We're all mad here. I'm mad. You're mad. You must
Joined
Oct 1, 2000
Messages
407
So my DH2B has this evil grandmother, and I know it is not nice to call people evil, but she truely is. We went to visit her because we were moving out of the area and he wanted to do the right thing and see her before we left (he is NOT evil) The whole time we were there she must have said at least two dozen times, "who in their right mind gets married at Disney World, I have never heard of such a ridiculous thing."

She then went on to complain about how the timing of our wedding is going to ruin her Christmas plans and that we should be ashamed of ourselves for doing that to her. :sad2: (long story short: my DH2B's mom goes and picks her up and takes her down south to their house during the holidays, the week she does that is the week we are getting married. Keep in mind that I asked everyone about the dates before we booked anything, and everyone agreed on them!) She also told us that she isn't giving us any money for Christmas and that she is going to give it to the neighbors instead! Now, I am not concerned about the $20 check that we will be missing out on, I am just sorry for my DH2B that his grandmother is so......(insert anything not nice here)

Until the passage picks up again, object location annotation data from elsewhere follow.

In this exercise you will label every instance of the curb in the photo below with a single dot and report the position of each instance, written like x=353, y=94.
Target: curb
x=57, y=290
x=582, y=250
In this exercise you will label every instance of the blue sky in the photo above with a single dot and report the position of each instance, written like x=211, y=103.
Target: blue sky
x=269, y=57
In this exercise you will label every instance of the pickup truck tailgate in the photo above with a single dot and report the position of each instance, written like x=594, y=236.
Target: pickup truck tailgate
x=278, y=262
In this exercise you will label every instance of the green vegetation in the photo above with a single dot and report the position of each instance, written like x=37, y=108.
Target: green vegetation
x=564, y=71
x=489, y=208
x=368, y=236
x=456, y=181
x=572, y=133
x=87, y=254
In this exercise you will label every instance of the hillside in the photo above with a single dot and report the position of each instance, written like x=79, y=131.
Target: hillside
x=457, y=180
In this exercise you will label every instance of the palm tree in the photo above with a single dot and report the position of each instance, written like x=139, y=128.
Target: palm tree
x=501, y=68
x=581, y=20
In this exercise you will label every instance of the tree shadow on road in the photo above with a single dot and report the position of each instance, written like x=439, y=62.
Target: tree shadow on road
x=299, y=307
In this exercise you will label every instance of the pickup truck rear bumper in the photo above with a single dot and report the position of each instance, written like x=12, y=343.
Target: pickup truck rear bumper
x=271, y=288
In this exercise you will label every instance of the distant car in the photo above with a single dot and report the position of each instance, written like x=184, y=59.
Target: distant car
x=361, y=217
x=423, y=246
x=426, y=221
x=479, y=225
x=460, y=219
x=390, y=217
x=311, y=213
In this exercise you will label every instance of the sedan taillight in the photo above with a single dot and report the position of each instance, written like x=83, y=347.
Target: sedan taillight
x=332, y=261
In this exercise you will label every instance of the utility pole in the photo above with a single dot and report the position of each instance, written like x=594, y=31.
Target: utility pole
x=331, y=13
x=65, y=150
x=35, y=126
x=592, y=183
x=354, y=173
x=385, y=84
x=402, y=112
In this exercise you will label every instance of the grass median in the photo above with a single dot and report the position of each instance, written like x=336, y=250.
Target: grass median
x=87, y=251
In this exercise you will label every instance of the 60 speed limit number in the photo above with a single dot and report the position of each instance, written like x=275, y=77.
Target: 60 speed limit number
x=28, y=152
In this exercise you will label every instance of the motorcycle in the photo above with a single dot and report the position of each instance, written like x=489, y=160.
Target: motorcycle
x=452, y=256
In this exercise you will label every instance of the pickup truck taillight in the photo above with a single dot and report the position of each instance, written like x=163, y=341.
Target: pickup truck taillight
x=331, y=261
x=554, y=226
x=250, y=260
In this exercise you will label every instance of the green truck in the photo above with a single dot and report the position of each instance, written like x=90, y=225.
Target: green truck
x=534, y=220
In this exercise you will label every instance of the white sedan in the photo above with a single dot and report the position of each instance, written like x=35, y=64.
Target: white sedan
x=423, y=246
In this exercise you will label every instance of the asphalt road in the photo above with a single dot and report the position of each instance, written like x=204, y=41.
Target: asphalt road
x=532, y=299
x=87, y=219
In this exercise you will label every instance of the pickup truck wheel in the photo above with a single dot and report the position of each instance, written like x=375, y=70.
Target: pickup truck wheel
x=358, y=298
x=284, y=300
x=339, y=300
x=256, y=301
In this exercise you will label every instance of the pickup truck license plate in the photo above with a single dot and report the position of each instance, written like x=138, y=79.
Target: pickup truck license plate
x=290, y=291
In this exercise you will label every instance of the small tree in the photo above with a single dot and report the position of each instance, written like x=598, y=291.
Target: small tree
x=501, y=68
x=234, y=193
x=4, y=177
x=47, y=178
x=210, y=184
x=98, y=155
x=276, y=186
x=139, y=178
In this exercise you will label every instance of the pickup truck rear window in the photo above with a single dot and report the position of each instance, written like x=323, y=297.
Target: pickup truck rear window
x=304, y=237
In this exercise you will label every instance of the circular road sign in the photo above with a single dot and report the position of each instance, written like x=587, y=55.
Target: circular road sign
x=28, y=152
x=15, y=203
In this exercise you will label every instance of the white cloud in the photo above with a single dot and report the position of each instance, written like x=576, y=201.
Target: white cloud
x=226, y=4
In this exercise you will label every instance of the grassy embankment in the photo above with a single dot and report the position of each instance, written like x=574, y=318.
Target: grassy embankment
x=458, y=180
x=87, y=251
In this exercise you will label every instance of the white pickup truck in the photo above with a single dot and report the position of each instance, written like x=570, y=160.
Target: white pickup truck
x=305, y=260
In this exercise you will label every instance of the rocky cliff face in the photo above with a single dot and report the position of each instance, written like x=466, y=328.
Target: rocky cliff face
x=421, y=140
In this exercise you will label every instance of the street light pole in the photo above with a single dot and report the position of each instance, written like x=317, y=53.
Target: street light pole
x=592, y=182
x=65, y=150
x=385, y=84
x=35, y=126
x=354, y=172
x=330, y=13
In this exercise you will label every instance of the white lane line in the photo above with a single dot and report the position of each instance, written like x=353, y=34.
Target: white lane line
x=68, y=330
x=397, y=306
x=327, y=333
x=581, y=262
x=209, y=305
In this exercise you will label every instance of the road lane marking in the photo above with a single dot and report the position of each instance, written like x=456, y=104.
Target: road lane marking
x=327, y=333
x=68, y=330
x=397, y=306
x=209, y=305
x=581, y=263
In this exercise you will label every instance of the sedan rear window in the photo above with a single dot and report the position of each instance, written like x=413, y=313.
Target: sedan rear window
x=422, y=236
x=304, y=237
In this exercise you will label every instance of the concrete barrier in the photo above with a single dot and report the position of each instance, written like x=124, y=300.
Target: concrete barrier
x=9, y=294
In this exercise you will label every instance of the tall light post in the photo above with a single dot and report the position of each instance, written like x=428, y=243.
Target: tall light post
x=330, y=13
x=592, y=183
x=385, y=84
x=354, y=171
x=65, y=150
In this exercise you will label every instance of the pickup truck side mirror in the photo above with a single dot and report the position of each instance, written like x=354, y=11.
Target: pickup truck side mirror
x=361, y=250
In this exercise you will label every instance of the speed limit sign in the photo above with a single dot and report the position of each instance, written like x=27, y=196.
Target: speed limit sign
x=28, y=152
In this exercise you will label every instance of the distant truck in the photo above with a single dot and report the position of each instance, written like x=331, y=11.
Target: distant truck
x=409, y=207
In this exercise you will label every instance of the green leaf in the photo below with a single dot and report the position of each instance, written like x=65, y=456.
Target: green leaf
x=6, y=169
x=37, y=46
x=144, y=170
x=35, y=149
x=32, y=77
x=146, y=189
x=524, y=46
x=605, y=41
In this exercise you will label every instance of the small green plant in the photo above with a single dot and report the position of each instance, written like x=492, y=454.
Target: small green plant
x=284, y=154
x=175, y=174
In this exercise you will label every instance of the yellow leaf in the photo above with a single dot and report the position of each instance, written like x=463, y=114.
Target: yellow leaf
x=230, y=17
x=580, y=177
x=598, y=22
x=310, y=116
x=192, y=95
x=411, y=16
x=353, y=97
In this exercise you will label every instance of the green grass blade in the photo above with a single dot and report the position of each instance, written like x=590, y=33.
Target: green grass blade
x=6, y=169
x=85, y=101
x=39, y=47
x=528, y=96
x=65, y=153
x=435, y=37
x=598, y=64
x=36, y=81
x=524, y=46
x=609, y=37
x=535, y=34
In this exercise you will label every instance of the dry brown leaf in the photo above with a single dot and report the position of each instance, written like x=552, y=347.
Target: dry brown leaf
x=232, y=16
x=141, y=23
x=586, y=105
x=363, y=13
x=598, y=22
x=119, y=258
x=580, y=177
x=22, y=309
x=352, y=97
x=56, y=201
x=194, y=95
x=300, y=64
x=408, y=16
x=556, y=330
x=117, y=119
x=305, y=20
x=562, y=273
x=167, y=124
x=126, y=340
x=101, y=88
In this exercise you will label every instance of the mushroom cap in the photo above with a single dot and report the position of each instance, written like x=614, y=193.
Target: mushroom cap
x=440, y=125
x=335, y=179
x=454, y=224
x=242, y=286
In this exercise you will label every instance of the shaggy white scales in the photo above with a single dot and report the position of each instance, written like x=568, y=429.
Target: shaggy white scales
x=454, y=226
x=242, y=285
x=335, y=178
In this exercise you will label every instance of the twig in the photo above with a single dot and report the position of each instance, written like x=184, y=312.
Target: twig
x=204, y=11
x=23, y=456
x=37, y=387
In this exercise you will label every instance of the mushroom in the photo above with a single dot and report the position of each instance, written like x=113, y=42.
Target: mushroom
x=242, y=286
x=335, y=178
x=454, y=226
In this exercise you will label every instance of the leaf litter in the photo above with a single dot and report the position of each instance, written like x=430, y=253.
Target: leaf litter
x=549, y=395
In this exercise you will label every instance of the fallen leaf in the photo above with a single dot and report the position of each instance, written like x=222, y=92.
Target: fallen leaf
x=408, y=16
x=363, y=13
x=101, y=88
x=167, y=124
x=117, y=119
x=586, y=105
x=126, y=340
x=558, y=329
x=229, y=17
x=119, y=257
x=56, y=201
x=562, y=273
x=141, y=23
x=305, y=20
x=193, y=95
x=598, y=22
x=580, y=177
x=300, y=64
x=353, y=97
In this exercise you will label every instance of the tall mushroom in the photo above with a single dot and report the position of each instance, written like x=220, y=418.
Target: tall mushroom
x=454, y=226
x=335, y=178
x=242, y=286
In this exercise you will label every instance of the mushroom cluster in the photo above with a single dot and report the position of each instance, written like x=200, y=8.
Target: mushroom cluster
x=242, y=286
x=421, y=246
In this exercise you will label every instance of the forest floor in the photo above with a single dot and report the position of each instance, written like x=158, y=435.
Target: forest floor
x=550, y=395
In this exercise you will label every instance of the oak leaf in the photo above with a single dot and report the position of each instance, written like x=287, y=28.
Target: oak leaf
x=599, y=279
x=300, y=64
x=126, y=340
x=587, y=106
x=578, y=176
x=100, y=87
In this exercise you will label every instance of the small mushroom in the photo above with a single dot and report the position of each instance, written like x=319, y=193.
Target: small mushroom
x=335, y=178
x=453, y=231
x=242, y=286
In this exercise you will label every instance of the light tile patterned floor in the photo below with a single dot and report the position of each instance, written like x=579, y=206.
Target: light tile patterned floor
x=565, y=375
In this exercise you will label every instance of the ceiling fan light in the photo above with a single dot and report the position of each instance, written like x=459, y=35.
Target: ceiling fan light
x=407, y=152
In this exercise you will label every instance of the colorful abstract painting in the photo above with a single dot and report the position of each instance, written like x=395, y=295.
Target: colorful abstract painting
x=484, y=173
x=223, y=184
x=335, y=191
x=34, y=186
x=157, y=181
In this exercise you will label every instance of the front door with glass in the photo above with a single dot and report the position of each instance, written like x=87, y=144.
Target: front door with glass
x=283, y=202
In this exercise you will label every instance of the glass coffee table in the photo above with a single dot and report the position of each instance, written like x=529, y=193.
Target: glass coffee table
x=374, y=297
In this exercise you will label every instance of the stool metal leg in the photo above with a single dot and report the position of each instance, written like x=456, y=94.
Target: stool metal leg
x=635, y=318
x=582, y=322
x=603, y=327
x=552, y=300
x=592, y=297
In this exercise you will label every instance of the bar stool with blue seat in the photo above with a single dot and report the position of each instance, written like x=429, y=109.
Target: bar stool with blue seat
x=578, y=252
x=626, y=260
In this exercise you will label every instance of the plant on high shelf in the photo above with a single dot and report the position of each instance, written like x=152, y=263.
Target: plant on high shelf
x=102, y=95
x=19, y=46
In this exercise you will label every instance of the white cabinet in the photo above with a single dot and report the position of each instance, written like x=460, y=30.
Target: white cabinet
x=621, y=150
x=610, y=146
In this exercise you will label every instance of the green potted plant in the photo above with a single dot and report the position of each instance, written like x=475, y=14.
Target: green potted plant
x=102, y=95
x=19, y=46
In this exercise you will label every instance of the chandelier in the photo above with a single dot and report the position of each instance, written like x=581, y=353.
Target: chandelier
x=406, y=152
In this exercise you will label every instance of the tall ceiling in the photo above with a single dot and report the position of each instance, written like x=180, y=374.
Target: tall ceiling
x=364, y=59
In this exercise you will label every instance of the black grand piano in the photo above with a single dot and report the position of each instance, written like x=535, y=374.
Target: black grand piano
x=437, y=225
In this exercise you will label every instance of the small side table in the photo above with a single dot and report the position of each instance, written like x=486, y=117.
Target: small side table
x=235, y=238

His sister has reassured me that she has always been like this and that she does and says these types of things to everyone, but it is still frustrating.

OK, just needed to vent a little! I know there are a lot of people out there who are dealing with relatives that cause wedding problems and can relate!

Thanks for listening!
Jocelyn
 
i'm sorry to hear about the trouble your DF's grandmother is giving you guys. it seems so wrong for her to act this way. i wish i had some advice for you but right now i don't. sorry i'm not much of help right now but at least you have people here who care about you and have no problem letting you vent. at least you got this off your chest. good for you.
 
I have been dealing with this from 2 different sides of MY family. I think you can either handle this 1 of 2 ways...
1) We are doing it so deal.... basically this is the wedding I have always dreamed of.
or
2) Explain why.
I know that my dad's big objection was that he thought it was going to be a PRODUCTION and not a religious ceremony. I explained to him how it was going to be structured and I think that that helped. I also got my Dad and my Grandmother involved in the wedding. If they have input, sometimes it is easier to deal with. My dad (who I never thought would) is going with me and my fiancee on our planning trip. I am really excited that he is going to be there and I can't wait. Once they see the quality that Disney puts out, they will come around. Quite honestly, other than it is in Florida, it is like getting married at any other venue or hotel.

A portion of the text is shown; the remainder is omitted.